Atelier, école, collaboration, signature et attribution


Signature
Les premières signatures de peintres apparaissent dans la céramique grecque au milieu du VIIème siècle avant J.-C., mais il faut attendre la figure noire, puis la figure rouge pour que le système des signatures s'établisse d'une manière définitive. […]

La signature d'artiste réapparaitra ensuite dans la peinture, tout d'abord en Italie au XIIIème siècle et par la suite, les peintres ne cesseront de signer leurs œuvres, le plus souvent dans un but d'authentification. Cela, du reste n'a pas empêché la prolifération de fausses signatures, soit sur un faux, soit sur une peinture originale d'un maître oublié, signée, dans un but commercial du nom d'un artiste alors à la mode.

On peut dire d'une manière générale, que mis à part les primitifs, les peintres flamands, néerlandais et français signent plus fréquemment leurs œuvres que les peintres italiens ; mais aucune règle ne saurait être définie en ce domaine, et l'on doit se borner à constater le grand nombre ou l'absence de signature chez tel artiste ou dans telle école.

Les signatures, qui peuvent parfois prendre la forme d'un monogramme, sont inscrites soit en cursif, soit en romain, généralement en bas du tableau ; il faut noter que, parfois, elles sont cachées ou s'intègrent dans un morceau d'architecture peint. Souvent rédigées en latin, elles se composent du nom, parfois du prénom du peintre et sont quelquefois suivies de la date et du lieu d'exécution de l'œuvre ; elles sont aussi suivies parfois du verbe latin fecit ou me fecit (m'a fait) abrégé en f. ou du verbe latin pinxit ou me pinxit (m'a peint) abrégé en p. L'autoportrait de Nicolas Poussin (Louvre) est ainsi signé : Effigies Nicolai poussini Andelyensis pictoris. Anno Aetatis 56. Romae Anno jubilei 1650 (Portrait du peintre Nicolas Poussin des Andelys, âgé de 56 ans, fait à Rome en 1650).
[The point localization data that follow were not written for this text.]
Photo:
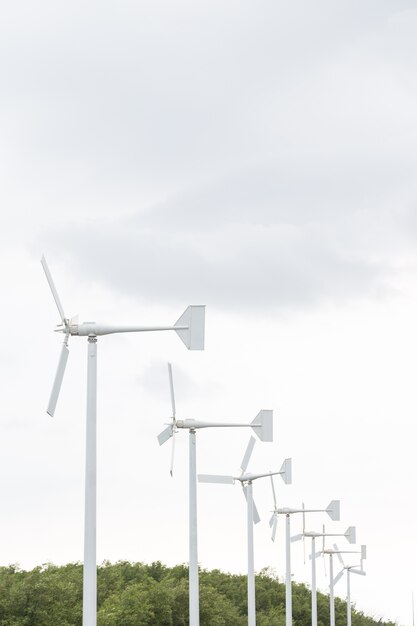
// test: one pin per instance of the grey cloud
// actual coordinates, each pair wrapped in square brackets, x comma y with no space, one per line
[233,251]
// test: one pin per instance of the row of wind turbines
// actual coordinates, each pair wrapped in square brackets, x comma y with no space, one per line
[190,328]
[262,425]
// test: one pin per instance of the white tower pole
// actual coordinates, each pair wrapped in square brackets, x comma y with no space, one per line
[90,564]
[349,614]
[313,583]
[288,590]
[331,587]
[251,563]
[193,566]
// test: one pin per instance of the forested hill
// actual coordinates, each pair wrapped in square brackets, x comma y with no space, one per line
[134,594]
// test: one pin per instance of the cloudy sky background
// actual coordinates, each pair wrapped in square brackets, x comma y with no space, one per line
[258,158]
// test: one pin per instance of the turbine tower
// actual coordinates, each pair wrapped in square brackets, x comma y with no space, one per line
[262,425]
[246,479]
[354,569]
[190,328]
[332,510]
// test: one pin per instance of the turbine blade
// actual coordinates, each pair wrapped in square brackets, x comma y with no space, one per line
[58,379]
[274,528]
[350,534]
[171,386]
[339,556]
[256,517]
[248,453]
[286,471]
[165,435]
[53,289]
[215,478]
[358,571]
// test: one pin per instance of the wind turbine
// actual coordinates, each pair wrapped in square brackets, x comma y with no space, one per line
[349,534]
[348,569]
[190,328]
[246,479]
[262,425]
[332,510]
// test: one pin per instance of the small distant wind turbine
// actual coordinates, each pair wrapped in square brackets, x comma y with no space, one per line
[262,425]
[246,479]
[190,328]
[331,552]
[354,569]
[349,534]
[332,510]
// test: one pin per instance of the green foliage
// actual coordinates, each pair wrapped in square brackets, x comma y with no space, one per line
[135,594]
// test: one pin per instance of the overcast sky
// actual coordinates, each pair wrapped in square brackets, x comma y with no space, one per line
[259,158]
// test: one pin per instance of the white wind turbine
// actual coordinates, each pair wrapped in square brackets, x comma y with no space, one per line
[190,328]
[262,425]
[246,479]
[349,534]
[332,510]
[354,569]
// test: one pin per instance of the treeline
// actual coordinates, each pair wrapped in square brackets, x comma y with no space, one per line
[134,594]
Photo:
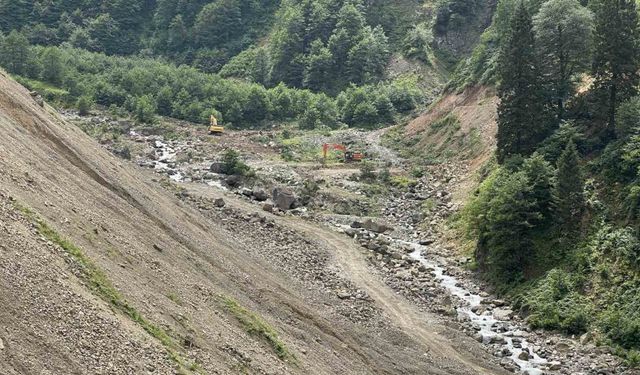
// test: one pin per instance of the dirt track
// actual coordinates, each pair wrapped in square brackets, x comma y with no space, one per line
[172,264]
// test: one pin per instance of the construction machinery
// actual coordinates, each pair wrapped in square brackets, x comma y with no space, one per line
[214,128]
[348,155]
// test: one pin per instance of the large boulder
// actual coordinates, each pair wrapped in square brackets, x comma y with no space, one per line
[260,195]
[372,226]
[283,198]
[217,167]
[233,181]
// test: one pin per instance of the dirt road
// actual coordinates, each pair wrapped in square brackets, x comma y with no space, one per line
[447,351]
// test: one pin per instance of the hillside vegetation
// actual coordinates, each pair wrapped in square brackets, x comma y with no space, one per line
[555,220]
[316,63]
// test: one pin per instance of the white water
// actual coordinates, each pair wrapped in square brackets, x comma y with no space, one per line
[486,322]
[167,155]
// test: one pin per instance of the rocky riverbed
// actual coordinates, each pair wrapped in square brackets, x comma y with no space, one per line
[409,248]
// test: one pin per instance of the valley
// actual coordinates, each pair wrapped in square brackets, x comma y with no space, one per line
[390,255]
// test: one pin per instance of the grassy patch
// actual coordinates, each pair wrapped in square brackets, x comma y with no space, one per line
[100,285]
[255,325]
[48,91]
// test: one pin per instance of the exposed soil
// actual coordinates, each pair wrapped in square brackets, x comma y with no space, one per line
[174,265]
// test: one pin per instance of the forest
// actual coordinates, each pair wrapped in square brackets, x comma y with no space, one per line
[312,62]
[554,223]
[556,218]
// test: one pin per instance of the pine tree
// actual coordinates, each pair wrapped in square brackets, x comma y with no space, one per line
[14,14]
[616,56]
[522,122]
[563,30]
[568,199]
[318,66]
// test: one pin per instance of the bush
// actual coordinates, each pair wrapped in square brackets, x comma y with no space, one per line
[84,105]
[232,165]
[367,171]
[555,303]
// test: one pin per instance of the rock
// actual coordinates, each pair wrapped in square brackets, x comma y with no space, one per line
[508,365]
[555,366]
[217,167]
[38,98]
[260,195]
[503,314]
[524,355]
[497,339]
[563,346]
[283,198]
[343,294]
[586,338]
[233,181]
[375,227]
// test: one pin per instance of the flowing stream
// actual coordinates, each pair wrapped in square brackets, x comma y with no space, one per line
[167,155]
[486,322]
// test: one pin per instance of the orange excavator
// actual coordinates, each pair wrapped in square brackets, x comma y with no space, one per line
[349,156]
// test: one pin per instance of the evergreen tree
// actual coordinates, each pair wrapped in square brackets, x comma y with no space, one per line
[540,176]
[14,14]
[318,66]
[504,214]
[348,32]
[522,123]
[563,30]
[568,198]
[218,22]
[53,66]
[616,56]
[15,54]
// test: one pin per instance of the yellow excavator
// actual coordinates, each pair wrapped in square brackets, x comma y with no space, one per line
[214,128]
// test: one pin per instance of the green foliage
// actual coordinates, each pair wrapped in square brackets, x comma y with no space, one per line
[102,287]
[522,123]
[555,302]
[506,215]
[563,30]
[568,193]
[628,122]
[232,165]
[84,105]
[145,109]
[255,325]
[616,58]
[367,171]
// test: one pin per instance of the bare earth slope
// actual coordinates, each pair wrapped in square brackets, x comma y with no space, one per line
[179,273]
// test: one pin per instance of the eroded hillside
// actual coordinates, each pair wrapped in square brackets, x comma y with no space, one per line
[106,272]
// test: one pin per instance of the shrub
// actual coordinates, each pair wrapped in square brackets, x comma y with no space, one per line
[555,303]
[84,105]
[232,165]
[367,171]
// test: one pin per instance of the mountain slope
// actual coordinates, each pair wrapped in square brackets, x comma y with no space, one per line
[110,274]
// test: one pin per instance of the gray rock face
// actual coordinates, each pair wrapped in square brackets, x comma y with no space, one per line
[233,181]
[375,227]
[283,198]
[503,314]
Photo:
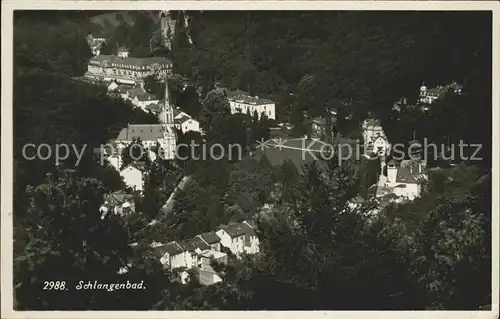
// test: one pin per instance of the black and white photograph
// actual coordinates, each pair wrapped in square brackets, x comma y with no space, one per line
[300,159]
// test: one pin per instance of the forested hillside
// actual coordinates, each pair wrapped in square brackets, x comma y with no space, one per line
[316,253]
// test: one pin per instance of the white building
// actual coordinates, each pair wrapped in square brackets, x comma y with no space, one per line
[118,203]
[154,134]
[140,98]
[171,255]
[429,96]
[374,138]
[242,102]
[239,238]
[124,69]
[212,240]
[404,180]
[186,124]
[133,176]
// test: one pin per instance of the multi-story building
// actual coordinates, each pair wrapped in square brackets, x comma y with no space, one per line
[429,96]
[242,102]
[124,69]
[150,135]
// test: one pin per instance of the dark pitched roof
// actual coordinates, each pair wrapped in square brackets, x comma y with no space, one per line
[154,107]
[239,95]
[190,245]
[239,229]
[410,174]
[182,119]
[131,61]
[210,237]
[319,120]
[117,198]
[172,248]
[141,94]
[145,132]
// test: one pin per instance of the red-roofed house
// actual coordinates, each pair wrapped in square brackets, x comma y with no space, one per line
[406,180]
[140,98]
[239,238]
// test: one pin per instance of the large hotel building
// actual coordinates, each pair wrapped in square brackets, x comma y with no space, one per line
[127,70]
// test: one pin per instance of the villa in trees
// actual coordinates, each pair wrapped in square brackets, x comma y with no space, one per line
[126,70]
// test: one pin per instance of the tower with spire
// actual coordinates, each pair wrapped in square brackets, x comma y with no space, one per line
[168,141]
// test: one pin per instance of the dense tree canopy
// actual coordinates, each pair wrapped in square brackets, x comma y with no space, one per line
[317,252]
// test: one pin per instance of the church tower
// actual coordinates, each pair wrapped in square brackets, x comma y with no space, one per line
[168,142]
[167,111]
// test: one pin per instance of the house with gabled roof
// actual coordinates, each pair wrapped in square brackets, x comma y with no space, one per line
[119,203]
[191,247]
[212,239]
[133,176]
[186,124]
[171,255]
[405,179]
[141,98]
[240,238]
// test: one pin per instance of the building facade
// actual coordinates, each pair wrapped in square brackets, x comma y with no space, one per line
[127,70]
[133,176]
[242,102]
[151,135]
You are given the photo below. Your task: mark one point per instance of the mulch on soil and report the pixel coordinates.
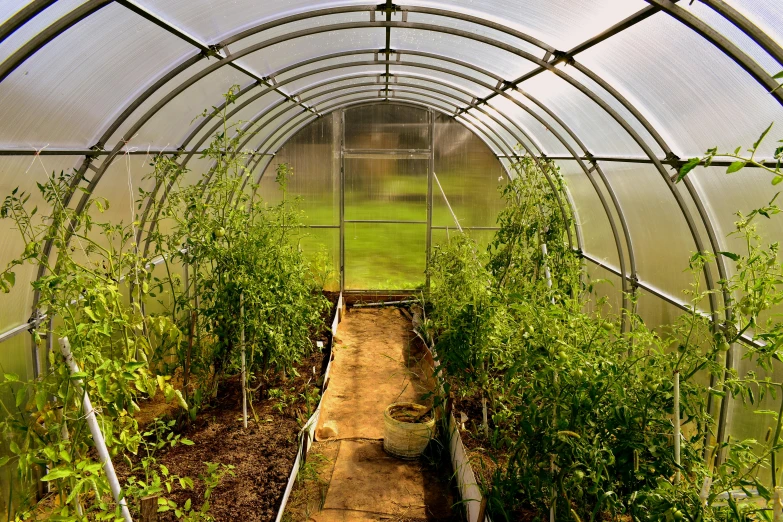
(262, 455)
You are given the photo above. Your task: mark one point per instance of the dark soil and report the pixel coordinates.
(262, 455)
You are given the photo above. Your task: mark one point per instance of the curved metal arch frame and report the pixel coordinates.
(384, 24)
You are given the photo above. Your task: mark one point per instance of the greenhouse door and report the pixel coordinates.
(386, 197)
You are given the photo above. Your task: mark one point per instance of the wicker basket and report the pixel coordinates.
(406, 440)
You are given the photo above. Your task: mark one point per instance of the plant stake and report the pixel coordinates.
(95, 430)
(244, 370)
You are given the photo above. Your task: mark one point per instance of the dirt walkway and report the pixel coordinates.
(372, 368)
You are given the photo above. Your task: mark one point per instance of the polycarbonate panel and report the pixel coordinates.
(656, 313)
(384, 256)
(594, 126)
(383, 188)
(500, 59)
(736, 36)
(180, 116)
(481, 133)
(764, 14)
(560, 23)
(457, 69)
(31, 29)
(316, 175)
(270, 60)
(544, 140)
(314, 90)
(625, 114)
(271, 125)
(120, 186)
(387, 127)
(339, 62)
(687, 86)
(319, 24)
(519, 137)
(67, 92)
(309, 80)
(662, 241)
(590, 214)
(24, 172)
(242, 116)
(197, 17)
(154, 98)
(469, 174)
(437, 103)
(483, 121)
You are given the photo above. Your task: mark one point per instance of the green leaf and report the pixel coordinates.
(687, 167)
(735, 167)
(763, 135)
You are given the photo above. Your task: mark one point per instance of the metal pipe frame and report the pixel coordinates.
(668, 6)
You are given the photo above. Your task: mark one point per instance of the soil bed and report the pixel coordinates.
(262, 455)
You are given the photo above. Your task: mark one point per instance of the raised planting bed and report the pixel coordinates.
(262, 455)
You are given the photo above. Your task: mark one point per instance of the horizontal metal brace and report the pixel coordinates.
(384, 221)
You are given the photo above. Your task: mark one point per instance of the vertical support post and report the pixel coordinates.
(430, 172)
(95, 430)
(342, 201)
(244, 367)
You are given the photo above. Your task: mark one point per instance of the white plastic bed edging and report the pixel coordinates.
(307, 434)
(460, 463)
(463, 471)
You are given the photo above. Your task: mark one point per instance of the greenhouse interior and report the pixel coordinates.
(287, 261)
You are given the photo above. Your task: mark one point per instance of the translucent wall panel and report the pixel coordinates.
(270, 60)
(736, 36)
(663, 243)
(241, 117)
(386, 127)
(709, 100)
(596, 128)
(120, 186)
(592, 219)
(501, 61)
(560, 23)
(197, 16)
(380, 188)
(323, 64)
(384, 256)
(466, 84)
(310, 80)
(544, 140)
(469, 174)
(764, 14)
(84, 76)
(150, 102)
(310, 153)
(24, 172)
(29, 30)
(441, 236)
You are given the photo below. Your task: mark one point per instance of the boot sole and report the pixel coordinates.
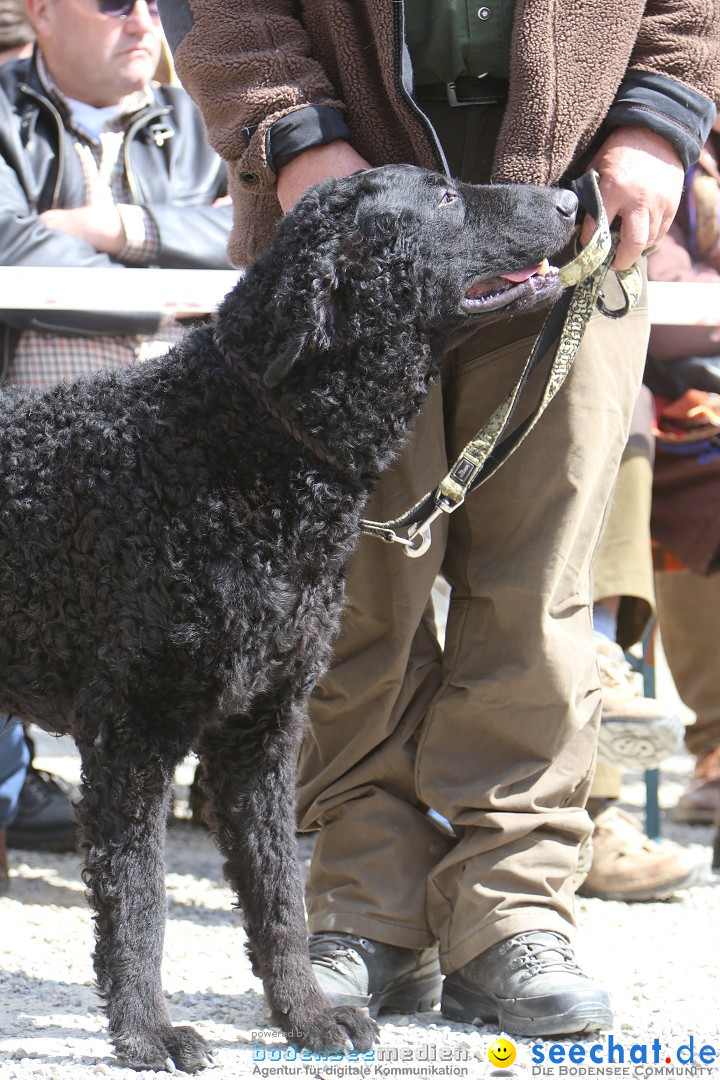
(656, 892)
(410, 997)
(465, 1007)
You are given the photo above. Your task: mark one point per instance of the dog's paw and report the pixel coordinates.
(343, 1027)
(168, 1050)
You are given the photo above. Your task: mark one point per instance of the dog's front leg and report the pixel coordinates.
(249, 774)
(123, 811)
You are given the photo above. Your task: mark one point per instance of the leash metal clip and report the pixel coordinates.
(422, 529)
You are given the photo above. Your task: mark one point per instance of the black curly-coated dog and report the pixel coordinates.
(174, 540)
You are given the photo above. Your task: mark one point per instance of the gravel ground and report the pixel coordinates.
(659, 960)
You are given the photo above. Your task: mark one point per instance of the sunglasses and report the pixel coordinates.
(121, 9)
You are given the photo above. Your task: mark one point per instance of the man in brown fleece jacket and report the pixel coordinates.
(498, 730)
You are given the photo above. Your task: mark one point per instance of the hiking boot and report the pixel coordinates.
(45, 820)
(636, 732)
(626, 865)
(700, 802)
(529, 985)
(356, 971)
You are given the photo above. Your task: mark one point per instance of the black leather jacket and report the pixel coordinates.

En plus de la fonction d'authentification signalée plus haut, les signatures prennent souvent une valeur plastique et ornementale ; c'est le cas d'Albrecht Dürer, ou des signatures inscrites dans des "cartellino", ou encore de certaines signatures telle celle de Maurice Denis qui signait MAUD, ou celle de van Eyck, dont la signature dans le Mariage des époux Arnofini (Londres, N. G.) Johannes de Eyck fuit hic, constitue grâce à sa calligraphie raffinée, un des éléments importants du tableau.
In : Dictionnaire de la peinture, la peinture occidentale du Moyen Age à nos jours,

sous la direction de Michel Laclotte et Jean-Pierre Cuzin, Larousse

Attribution
Elle consiste dans le fait d'assigner, « d’attribuer » la paternité d'une œuvre anonyme à un artiste déterminé. Elle est le fait de l'historien d'art et est donc un jugement historique effectif. Ses résultats varient évidemment selon les idées que se fait celui qui la pratique, de tel artiste et de son style. D'autant plus que ces idées sont très souvent liées à la réalité culturelle d'une époque donnée. C'est précisément en cela que réside le caractère historique de l'attribution.

In : Encyclopédia Universalis.
Une attribution est le résultat d'une enquête, le point de convergence d'un faisceau d'indices que sont la trace du tableau dans des documents d'archives, la touche, les pigments et matériaux utilisés, la facture de l'œuvre, les similitudes avec d'autres œuvres signées, l'étude de détails caractéristiques d'une époque ou d'une école voire d'un peintre, l’existence de dessins préparatoires attribués….

Elle n'a pas de caractère définitif. On peut revenir sur une attribution si de nouveaux indices apparaissent et en fonction de l’évolution des recherches en histoire de l'art évoluent.